The Wizards' run came early in the fourth. A Price three-pointer following an offensive rebound gave Washington a three-point lead one minute into the fourth, and the run didn't stop until the Timberwolves got bailed out on an apparent shot-clock violation. By that point, the Wizards led by eight. Wall's defensive intensity really rose a notch here, as he strippedLuke Ridnour for one turnover and shot the gap on a passing lane to cause another on the next possession. Why he can't be that good on that end all the time, I don't know. Why he can't maximize his tremendous physical gifts all the time, I'll never know.
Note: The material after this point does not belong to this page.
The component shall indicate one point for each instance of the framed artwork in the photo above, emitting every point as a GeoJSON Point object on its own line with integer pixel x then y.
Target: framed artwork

Rubio eventually re-entered, though, and the Timberwolves rallied. Fueled by going into the bonus early, the Timberwolves responded. A J.J. Barea three with 5:18 remaining tied the game at 77 and punctuated a 12-4 run. The Wizards responded with Kevin Seraphin. Freed from the doghouse, Seraphin hit a long jumper, drove and hit a jump hook, then blocked Barea's shot to preserve a two-point lead with 4:44 remaining. Seeing as two of those plays are the ones we hate seeing, they made me nervous, but I'll take the result.

Unfortunately, the Timberwolves kept charging. Wall fell asleep on the weakside, surrendering a backdoor cut and a layup for Barea to break the tie. The Wizards' big men committed consecutive turnovers on the next two possessions, as Nene failed to pass the ball out of a double team and Okafor declined to go up off the pick and roll with Ridnour rotating to him, for some reason. The Timberwolves went up four before the Wizards cut things to one, setting up the horrible ending.

Other observations:

  • I had initially thought that Wall shot jumpers better going right than left, which is atypical for a right-handed shooter, but he hit shots going both ways in this one. Good to see him fire with confidence.
  • I really don't understand why the Wizards were so aggressive in hedging their big man on pick and rolls against Rubio. Rubio has such incredible vision that sending a second defender towards him will just open up someone else that he can pick out. Why not lay back, close all of Rubio's passing lanes and force him to be a scorer? Mystifying.
  • I don't like player rotations where the team's best player out there plays 12 minutes straight, then has to sit for stretches midway through the second and fourth quarters where the other team has its starters in.
  • This was a perfect game for Chris Singleton to play in. Where was he?
  • The Wizards definitely missed Beal, of course, but the Timberwolves didn't have the entire starting frontcourt, plus multiple key reserves. I don't want to hear it.

Ugh. What a bad loss. Vent away in the comments; just be respectful of each other.